Why this case matters
Most public deepfake incidents are failures — losses suffered, detection after the fact. WPP's case documented, in detail, how a combination of visual skepticism + procedural verification foiled an attack that the Arup $25.6M fraud had succeeded at just three months earlier.
The attack stack
Based on Read's own post-incident description:
- Voice cloning trained on public Read audio (interviews, conferences, YouTube).
- Face reenactment or pre-rendered face swap on the video call.
- Spoofed WhatsApp photo/display name matching Read's real account.
- Social engineering — confidential new-venture framing to discourage verification.
The production quality was high enough to pass Read's own colleagues' initial visual check. What stopped the attack wasn't detection — it was policy.
The successful defense
WPP had in place:
- Written verification policy requiring callback on a known-good channel for any financial commitment during a video call.
- Cultural norm that following the verification policy wasn't seen as distrust — it was the default.
- Employee training that framed "it sounds real" as not sufficient.
The targeted executive's visual skepticism was a useful flag, but it wasn't the primary defense. The primary defense was the policy that triggered verification regardless of visual conviction.
Generalizable playbook
For any firm concerned about this attack class, the pattern that worked at WPP:
- Define verification channels in advance — specific numbers, apps, or procedures for authorizing any transfer or commitment.
- Make verification cultural, not optional. "Of course I trust you, and of course I'll still follow the process."
- Normalize pauses. Most deepfake attacks rely on time pressure. A 15-minute "let me verify" kills most of them.
- Pair policy with deepfake detection on recorded artifacts where available — not as the primary defense, but as a secondary layer.
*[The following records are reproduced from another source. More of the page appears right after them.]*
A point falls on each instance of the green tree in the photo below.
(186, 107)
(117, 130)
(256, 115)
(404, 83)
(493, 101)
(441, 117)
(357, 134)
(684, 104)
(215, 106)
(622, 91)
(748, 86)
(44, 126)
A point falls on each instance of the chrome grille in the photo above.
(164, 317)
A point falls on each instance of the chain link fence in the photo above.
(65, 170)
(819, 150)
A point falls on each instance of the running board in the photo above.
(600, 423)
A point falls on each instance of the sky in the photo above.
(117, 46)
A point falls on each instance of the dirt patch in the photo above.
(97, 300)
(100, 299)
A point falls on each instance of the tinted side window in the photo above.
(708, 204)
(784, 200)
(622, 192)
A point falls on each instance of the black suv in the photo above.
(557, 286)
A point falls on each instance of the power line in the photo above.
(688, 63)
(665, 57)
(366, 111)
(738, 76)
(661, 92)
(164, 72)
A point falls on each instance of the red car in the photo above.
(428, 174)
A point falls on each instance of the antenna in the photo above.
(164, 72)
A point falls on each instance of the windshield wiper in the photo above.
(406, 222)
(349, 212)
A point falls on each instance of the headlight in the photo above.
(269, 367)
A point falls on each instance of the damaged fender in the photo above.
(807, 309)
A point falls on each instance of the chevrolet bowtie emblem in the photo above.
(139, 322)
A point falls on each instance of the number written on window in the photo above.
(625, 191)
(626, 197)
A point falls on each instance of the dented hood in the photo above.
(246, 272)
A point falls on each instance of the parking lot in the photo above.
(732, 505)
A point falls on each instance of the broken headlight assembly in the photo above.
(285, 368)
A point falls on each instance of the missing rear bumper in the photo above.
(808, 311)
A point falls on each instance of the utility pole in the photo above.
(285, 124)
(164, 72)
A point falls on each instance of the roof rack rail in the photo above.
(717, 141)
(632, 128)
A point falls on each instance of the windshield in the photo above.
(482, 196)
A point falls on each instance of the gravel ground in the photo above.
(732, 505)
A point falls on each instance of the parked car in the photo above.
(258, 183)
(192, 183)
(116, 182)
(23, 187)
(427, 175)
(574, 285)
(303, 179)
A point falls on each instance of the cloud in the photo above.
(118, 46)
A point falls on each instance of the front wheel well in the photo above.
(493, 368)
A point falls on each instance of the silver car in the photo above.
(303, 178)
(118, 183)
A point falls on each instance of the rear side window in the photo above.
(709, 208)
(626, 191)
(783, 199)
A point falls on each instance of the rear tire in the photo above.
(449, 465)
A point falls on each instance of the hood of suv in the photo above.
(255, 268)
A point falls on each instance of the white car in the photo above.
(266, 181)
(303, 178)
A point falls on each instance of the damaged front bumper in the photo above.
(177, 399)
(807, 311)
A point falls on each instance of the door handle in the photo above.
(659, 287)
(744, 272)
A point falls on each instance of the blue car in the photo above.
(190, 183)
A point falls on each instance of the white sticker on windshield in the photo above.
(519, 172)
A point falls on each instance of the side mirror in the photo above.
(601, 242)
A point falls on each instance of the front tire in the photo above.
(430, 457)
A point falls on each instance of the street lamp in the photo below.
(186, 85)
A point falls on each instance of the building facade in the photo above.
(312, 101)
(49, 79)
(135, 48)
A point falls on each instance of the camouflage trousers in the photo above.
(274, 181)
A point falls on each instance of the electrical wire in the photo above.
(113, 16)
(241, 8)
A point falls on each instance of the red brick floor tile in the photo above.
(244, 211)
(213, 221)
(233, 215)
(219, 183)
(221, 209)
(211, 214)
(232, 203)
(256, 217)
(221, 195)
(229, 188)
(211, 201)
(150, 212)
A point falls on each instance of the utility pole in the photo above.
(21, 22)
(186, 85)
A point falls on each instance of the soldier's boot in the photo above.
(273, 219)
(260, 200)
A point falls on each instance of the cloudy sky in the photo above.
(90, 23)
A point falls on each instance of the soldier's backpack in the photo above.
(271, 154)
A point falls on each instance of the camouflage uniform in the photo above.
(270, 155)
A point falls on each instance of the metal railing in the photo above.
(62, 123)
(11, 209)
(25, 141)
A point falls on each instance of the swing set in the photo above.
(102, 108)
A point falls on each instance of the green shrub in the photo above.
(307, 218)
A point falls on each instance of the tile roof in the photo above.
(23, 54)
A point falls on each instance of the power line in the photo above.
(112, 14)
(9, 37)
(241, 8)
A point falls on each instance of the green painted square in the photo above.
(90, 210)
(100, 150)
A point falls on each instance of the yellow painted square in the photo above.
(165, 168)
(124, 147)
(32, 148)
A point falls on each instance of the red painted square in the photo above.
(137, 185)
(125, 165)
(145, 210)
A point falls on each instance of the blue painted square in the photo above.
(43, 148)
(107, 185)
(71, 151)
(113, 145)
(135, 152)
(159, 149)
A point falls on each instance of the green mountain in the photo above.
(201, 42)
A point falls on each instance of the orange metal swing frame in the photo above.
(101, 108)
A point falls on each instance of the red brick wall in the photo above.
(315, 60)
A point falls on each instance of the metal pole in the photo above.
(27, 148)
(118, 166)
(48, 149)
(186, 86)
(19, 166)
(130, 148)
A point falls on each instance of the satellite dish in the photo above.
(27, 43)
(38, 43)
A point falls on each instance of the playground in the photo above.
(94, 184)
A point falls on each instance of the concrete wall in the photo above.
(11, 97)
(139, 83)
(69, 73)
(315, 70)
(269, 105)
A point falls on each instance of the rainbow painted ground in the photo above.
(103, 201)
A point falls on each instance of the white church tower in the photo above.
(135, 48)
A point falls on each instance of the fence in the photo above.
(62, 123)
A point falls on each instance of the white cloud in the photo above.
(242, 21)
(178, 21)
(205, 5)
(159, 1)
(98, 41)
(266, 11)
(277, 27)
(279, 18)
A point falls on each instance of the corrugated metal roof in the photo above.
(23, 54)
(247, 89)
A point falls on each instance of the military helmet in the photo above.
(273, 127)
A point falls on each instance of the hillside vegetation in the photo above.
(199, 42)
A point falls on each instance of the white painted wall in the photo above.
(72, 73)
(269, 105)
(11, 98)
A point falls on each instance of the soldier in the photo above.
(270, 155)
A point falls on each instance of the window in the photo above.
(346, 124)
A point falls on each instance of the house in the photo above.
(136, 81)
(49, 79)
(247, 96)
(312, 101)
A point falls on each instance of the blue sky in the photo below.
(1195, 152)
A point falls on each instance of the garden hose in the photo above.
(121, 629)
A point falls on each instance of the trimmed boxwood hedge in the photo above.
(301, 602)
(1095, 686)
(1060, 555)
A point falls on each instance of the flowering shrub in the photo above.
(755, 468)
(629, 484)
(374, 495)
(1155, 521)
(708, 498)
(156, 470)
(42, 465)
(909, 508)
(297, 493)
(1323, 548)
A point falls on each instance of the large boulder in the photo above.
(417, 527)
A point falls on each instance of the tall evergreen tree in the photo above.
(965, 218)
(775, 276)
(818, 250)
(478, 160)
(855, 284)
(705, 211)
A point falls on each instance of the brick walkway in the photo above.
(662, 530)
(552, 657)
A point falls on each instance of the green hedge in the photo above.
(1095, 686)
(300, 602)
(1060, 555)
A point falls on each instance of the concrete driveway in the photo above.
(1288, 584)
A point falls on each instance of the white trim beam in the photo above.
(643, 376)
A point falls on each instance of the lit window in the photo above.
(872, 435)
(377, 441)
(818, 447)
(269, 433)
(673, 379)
What detection would have added
WPP didn't use real-time video deepfake detection on the call itself — the capability was immature in May 2024 and remains emerging in 2026. Had detection been available on the call, it would have been a confirmatory signal. But the procedural defense worked without it.
The lesson: don't wait for real-time detection before putting verification policy in place. The policy is the control; detection is the assist.